Maria Iva – Friday Night Guest – November 15, 2024
( Submitted by Taline Kavoukian)
Maria is a Mississauga based landscape painter. She creates with both oil and dry pastel mediums. Maria came to painting in her late forties, but picked up her new medium quickly from teachers such as Susan Sarback, Camille Przewodek, and Margaret Ferraro. She has won numerous awards, including First Place in the Perch’n Paint Plein Air Competition in Grand Bend last fall and First Place in the 33rd Purely Pastel Juried Show last summer in Toronto. Maria is still working full time as a senior manager for a community organization, but will transition to being a full time teacher and artist in 2025!
Maria finds inspiration in exploring the provincial parks and conservation areas of Southern Ontario. She enjoys painting all the seasons, and some of her favourite subjects are dunes and marshes. She believes in the importance of painting on site in order to closely observe the colours and values more carefully. Last year, she was invited to write an article about her oil palette knife technique for the International Artist Magazine. (https://www.mariaiva.com/ArticleDetail/10696.) She is an Elected Member of the Society of Canadian Artists and the Ontario Society of Artists, as well as a Master Signature Member of Pastel Artists Canada.

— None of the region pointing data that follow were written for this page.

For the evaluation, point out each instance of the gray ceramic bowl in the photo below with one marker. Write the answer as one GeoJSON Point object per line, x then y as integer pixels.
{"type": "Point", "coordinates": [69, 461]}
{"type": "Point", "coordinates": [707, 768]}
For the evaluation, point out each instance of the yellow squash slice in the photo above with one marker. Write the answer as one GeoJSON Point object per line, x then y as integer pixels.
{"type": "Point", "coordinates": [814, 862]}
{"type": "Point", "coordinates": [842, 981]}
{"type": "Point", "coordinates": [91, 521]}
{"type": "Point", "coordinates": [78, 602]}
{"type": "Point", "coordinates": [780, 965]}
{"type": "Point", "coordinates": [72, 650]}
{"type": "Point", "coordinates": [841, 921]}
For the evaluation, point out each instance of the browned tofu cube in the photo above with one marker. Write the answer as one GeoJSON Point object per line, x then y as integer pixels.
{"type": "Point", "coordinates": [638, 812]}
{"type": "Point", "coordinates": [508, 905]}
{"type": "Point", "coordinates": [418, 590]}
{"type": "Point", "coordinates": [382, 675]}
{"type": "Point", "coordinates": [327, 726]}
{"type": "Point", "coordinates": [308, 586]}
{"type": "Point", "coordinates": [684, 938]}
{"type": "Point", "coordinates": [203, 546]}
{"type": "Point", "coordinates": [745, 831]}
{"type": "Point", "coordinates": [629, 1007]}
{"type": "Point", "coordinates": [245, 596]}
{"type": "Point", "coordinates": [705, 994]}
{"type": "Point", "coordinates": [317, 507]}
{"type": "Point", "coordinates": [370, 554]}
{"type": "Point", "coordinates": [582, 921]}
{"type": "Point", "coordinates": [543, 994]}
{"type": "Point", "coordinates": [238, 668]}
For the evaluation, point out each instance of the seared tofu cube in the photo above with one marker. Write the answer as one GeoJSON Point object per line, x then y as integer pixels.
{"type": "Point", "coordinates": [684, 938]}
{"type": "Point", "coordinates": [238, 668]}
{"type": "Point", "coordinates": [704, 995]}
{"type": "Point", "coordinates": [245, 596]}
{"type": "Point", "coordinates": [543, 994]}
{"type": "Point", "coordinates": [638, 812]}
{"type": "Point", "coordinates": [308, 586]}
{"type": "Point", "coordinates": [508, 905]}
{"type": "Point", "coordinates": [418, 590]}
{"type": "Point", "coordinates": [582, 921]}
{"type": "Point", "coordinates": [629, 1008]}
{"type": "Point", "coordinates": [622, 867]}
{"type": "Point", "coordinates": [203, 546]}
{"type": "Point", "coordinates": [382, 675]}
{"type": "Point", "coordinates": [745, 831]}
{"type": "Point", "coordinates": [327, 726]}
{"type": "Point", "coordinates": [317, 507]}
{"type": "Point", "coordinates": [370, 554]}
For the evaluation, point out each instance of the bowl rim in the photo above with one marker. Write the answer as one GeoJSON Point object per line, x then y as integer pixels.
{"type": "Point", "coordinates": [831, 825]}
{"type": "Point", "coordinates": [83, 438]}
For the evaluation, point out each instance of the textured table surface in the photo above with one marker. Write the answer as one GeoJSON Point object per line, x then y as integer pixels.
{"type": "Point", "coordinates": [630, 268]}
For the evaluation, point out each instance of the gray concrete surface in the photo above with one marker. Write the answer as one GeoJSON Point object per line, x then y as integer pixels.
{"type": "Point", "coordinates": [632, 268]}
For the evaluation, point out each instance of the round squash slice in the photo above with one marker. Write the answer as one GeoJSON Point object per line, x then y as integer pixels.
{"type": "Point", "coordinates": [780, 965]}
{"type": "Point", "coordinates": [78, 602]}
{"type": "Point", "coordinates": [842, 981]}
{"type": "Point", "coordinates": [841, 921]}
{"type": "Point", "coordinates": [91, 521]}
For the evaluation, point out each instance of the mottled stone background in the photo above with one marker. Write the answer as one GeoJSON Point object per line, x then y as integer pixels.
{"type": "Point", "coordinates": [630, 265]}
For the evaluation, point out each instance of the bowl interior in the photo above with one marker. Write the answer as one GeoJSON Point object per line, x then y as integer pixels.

Maria talked us through a few recordings of her process painting in oils with a palette knife, and answered questions. She finds that using a palette knife have benefits such as not requiring mediums or cleaning of brushes; encouraging cleaner colours, looser strokes, and faster painting; and providing textural and impressionistic results! She paints wet-on-wet with a very light touch, which allows the paint to slide on layer by layer. The first layer is very thin as she lays down the structure of the painting with shapes in warms and cools. In the second layer she adds local colour. In subsequent layers, Maria continues to add detail and develop the painting to the finished stage.
We were all very impressed with Maria’s paintings and process. She emphasized the importance of mixing colours in advance and mixing up sufficient paint so as not to skimp on textural application when using the palette knife. She suggests using a palette knife which is flexible (metal) and has a pointed tip. Thank you, Maria for an exciting and educational presentation!